We don't know how long it took to develop each GPT, but we can look at how much time passed between each iteration.
So far, more and more time has passed between GPTs. It took 8 months from GPT-1 to GPT-2 and roughly twice as long to GPT-3. And then it took twice as long again to get to GPT-4! This means it took almost 3 years to get from GPT-3 to GPT-4.
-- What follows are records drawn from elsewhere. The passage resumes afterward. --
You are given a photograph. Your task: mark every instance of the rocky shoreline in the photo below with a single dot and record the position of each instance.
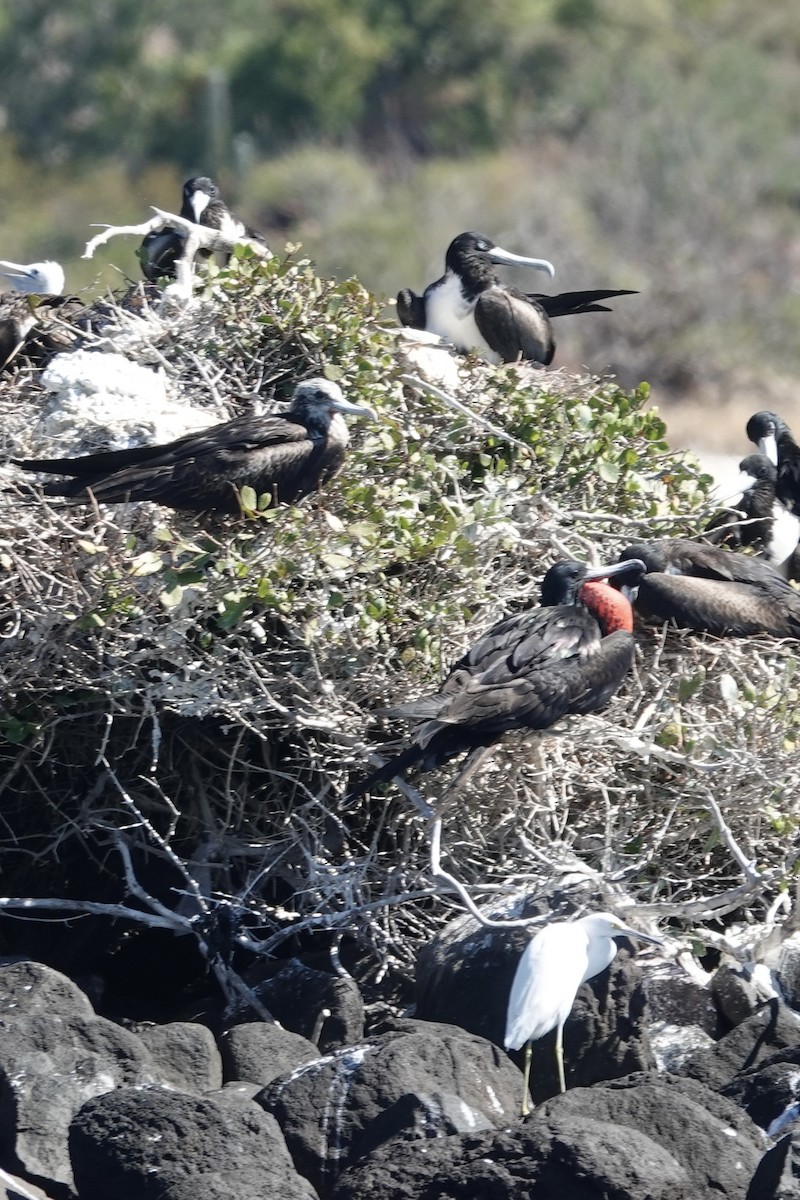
(404, 1108)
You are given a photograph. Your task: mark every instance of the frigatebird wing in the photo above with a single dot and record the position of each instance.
(515, 327)
(512, 695)
(720, 606)
(244, 433)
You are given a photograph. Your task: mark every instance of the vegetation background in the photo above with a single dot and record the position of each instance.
(649, 145)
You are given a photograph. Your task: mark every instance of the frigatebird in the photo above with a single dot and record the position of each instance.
(203, 204)
(774, 438)
(43, 287)
(711, 589)
(475, 311)
(284, 455)
(35, 279)
(569, 657)
(759, 519)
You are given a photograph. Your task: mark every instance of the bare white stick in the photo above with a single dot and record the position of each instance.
(475, 418)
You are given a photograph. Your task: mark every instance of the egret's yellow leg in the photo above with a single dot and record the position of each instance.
(525, 1080)
(559, 1055)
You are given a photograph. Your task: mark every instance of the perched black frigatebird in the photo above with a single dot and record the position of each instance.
(474, 310)
(203, 204)
(284, 455)
(710, 589)
(530, 670)
(761, 520)
(774, 438)
(43, 287)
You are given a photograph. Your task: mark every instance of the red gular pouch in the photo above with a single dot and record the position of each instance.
(611, 609)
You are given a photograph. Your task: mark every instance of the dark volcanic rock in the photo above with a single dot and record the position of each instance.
(54, 1055)
(324, 1008)
(158, 1145)
(30, 988)
(464, 978)
(716, 1144)
(737, 993)
(773, 1029)
(593, 1161)
(633, 1140)
(260, 1053)
(416, 1085)
(768, 1091)
(185, 1055)
(12, 1188)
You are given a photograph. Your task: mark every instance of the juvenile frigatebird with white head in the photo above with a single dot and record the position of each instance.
(475, 311)
(569, 657)
(36, 279)
(286, 456)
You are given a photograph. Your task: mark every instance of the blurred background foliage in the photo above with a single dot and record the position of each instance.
(650, 145)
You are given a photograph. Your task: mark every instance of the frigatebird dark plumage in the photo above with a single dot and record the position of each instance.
(774, 438)
(203, 204)
(43, 287)
(284, 455)
(710, 589)
(475, 311)
(759, 519)
(569, 657)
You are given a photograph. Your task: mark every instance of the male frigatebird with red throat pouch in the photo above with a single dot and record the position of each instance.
(567, 657)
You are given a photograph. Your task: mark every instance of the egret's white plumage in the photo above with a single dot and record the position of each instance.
(38, 279)
(554, 964)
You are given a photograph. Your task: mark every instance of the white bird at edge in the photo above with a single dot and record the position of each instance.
(554, 964)
(36, 279)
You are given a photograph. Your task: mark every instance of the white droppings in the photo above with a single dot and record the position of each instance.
(493, 1099)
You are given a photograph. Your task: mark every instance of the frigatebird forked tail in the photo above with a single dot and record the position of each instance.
(572, 304)
(567, 657)
(710, 589)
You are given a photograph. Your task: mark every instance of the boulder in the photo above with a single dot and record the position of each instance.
(151, 1144)
(423, 1083)
(185, 1055)
(259, 1053)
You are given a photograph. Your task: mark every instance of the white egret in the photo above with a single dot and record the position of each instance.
(554, 964)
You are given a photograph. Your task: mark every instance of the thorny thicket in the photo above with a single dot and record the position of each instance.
(197, 694)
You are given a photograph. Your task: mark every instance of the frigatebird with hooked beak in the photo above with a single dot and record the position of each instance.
(473, 309)
(569, 657)
(759, 519)
(203, 204)
(774, 438)
(286, 455)
(710, 589)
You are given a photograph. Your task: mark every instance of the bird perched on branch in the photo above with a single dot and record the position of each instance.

Naively Extrapolating from this, it should take till the beginning of 2029 to develop GPT-5.
Now this does seem rather far in the future. So far the trends seems surprisingly consistent, but there aren’t that many datapoints here and it seems like things can change somewhat fast in AI.
Prediction markets
Let’s look at what the prediction markets think:
Manifold Market seems to think, that there is an 62% chance that GPT-5 will come out before 2025.
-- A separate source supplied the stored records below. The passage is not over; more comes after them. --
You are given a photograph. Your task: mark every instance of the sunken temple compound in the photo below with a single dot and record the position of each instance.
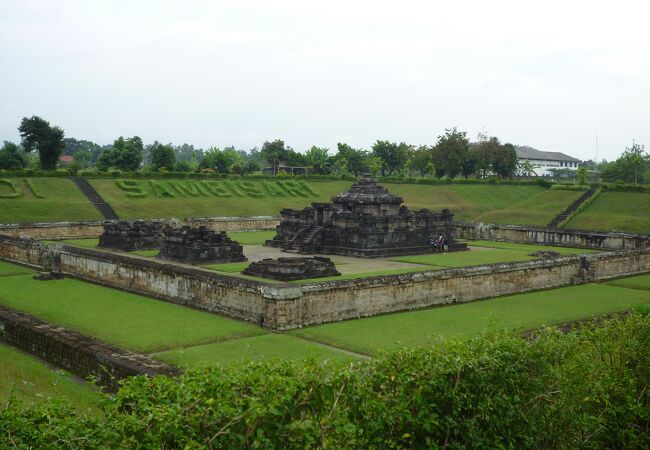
(365, 221)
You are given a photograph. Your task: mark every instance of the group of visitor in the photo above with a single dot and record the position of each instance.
(439, 245)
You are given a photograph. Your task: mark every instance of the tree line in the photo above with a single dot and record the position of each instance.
(452, 156)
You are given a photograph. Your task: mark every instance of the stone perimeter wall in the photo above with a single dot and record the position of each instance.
(82, 355)
(553, 236)
(287, 306)
(80, 230)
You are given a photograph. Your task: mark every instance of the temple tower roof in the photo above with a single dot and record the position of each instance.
(366, 191)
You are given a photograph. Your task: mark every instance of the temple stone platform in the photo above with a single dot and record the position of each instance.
(365, 221)
(199, 246)
(132, 235)
(292, 268)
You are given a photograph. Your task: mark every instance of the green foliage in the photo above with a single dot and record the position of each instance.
(630, 167)
(450, 152)
(352, 160)
(15, 191)
(274, 153)
(12, 157)
(133, 189)
(37, 133)
(162, 156)
(126, 154)
(496, 391)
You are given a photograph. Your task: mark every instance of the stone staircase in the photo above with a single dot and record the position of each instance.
(571, 209)
(95, 198)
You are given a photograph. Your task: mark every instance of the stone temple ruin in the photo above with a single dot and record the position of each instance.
(199, 246)
(366, 221)
(131, 235)
(289, 269)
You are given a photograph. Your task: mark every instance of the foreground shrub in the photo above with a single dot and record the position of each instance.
(582, 390)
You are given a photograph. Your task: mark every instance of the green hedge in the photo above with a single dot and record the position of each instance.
(588, 389)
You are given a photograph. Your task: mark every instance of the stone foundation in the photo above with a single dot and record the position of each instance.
(553, 236)
(83, 230)
(287, 306)
(82, 355)
(290, 269)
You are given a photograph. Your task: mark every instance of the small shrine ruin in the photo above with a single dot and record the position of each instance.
(292, 268)
(133, 235)
(199, 246)
(365, 221)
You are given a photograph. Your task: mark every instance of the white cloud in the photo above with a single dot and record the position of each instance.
(239, 72)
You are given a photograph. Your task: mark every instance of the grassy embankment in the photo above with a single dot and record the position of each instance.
(62, 201)
(466, 201)
(620, 211)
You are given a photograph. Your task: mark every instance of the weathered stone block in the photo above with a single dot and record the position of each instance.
(289, 269)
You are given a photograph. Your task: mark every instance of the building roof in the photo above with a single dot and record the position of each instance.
(525, 152)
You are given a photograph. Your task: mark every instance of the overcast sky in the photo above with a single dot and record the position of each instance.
(547, 74)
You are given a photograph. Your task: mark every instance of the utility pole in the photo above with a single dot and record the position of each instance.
(596, 156)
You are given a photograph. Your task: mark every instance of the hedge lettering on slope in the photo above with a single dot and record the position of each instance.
(15, 190)
(222, 188)
(132, 188)
(584, 390)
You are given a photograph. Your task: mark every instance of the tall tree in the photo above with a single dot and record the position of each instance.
(162, 156)
(274, 153)
(450, 152)
(12, 157)
(36, 133)
(392, 154)
(319, 159)
(504, 163)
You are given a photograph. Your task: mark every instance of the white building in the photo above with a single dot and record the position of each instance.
(545, 162)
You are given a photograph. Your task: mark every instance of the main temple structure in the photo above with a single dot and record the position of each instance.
(366, 221)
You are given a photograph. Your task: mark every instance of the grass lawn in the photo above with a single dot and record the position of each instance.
(522, 311)
(490, 252)
(266, 347)
(251, 237)
(537, 210)
(27, 379)
(7, 269)
(466, 201)
(620, 211)
(641, 282)
(127, 320)
(530, 247)
(62, 202)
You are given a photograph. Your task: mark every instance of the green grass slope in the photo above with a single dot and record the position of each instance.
(62, 201)
(206, 204)
(620, 211)
(167, 198)
(539, 209)
(27, 379)
(256, 348)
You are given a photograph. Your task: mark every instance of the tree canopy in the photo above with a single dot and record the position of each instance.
(37, 134)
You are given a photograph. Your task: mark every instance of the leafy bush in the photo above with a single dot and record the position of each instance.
(32, 187)
(497, 391)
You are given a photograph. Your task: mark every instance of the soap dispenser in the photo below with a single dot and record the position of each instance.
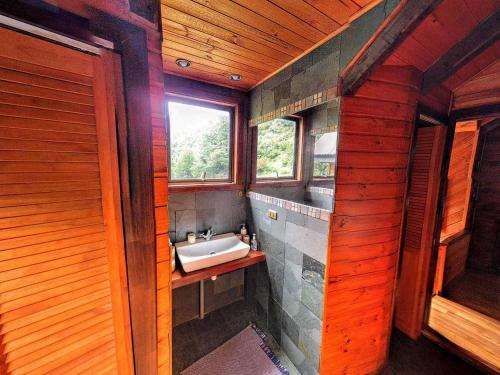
(243, 230)
(253, 245)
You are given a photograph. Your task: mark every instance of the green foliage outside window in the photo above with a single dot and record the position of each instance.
(276, 149)
(199, 142)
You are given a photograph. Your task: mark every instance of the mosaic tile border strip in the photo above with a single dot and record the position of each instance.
(328, 129)
(303, 209)
(308, 102)
(320, 190)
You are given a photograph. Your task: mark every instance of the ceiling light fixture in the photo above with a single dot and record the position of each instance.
(183, 63)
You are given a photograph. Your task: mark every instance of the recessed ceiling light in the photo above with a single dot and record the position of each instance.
(183, 63)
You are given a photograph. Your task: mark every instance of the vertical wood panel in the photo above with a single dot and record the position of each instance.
(484, 252)
(63, 292)
(459, 183)
(419, 230)
(365, 230)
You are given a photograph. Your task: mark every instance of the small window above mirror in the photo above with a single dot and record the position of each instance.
(278, 150)
(201, 141)
(325, 156)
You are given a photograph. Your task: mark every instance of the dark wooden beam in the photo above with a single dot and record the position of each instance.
(485, 34)
(149, 9)
(476, 113)
(136, 175)
(404, 19)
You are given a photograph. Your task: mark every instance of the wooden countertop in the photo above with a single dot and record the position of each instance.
(180, 278)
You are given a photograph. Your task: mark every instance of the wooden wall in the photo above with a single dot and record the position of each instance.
(63, 288)
(419, 229)
(376, 127)
(122, 9)
(482, 89)
(459, 183)
(485, 242)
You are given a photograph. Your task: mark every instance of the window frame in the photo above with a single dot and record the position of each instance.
(234, 134)
(322, 179)
(297, 178)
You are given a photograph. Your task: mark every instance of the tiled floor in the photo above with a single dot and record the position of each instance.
(196, 338)
(423, 357)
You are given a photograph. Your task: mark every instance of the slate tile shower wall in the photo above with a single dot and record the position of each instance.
(287, 290)
(197, 211)
(319, 70)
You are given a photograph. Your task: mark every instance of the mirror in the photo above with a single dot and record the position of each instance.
(295, 157)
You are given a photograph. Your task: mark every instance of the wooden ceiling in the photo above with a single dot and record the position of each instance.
(448, 24)
(253, 38)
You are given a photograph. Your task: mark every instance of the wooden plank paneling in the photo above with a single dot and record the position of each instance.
(459, 183)
(250, 38)
(366, 227)
(62, 259)
(419, 230)
(478, 334)
(484, 252)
Similarly, Metaculus puts the announcement date of GPT-5 to Sept 2024: [2]
So it seems like the forecasting sites expect a strong deviation from the historical trend.
Note, that if GPT-5 takes as long as GPT-4 did, we would expect it by the end of 2025. Not only do they expect that GPT-5 will not take longer than GPT-4, they seem to expect GPT-5 to be developed a whole year faster than GPT-4.
So who is right?
Now that we have observed the seeming discrepancy, we can speculate on how to resolve it.
One approach is to say that the markets are right. Ideally they would incorporate additional information, but what could that be?
nerdsinformed citizens couldn’t shut up about AI before. But now everyone from Snoop Dogg, world leaders and your parents talk about LLMs.Am I missing something?
Help me get this question on a real money prediction market
Metaculus and Manifold don’t use real money. Does this affect forecasting ability? In my experience it is a lot easier to gain fake internet points on Manifold than real money on e.g. Polymarket.
Real money works great to make markets more efficient.
So what I hope for, is that we can create a real money market, so we can feel more confident in its prediction.
I have suggested the question to the Polymarket community. They have an issue with the framining: What if GPT-5 will be created under a different name? Like Windows 1, 2, 3, 95. Surely that should resolve YES and it should not depend on the naming scheme of OpenAI.
I would love to hear if you have any ideas how to deal with this. What would be a good definition for a “GPT-5 model” that can be assessed objectively? Has anyone written about what kind of benchmarks we might expect from GPT-5?
Also, I wonder which other real money prediction markets might consider such a market if I ask nicely?
UPDATE 21.12: Kalshi made a real money prediction market on this! (H/T @Lech Mazur). You can bet on it if you are an US citizen. Currently the odds seem roughly consistent with the other prediction sites.
Also, @ChristianWilliams from Metaculus was nice enough to reach out and mention that the Metaculus Prediction for this question is similar to the Community Prediction[2] and also expects GPT-5 before 2025:
To be consistent, this is referring to the initial release date. GPT-2 stands out in that the full model was released 9 months after the initial release date.
Note this is the Community Prediction. This means, it it basically a simple average of all forecasts. Don't confuse it with the (superior) Metaculus Prediction, which incorporates how good forecasters are, but is harder to access.
If anyone knows the Metaculus Predicition for this question, I would be interested in hearing it.
This is reflected in a jump in OpenAIs Revenue and in some economic data.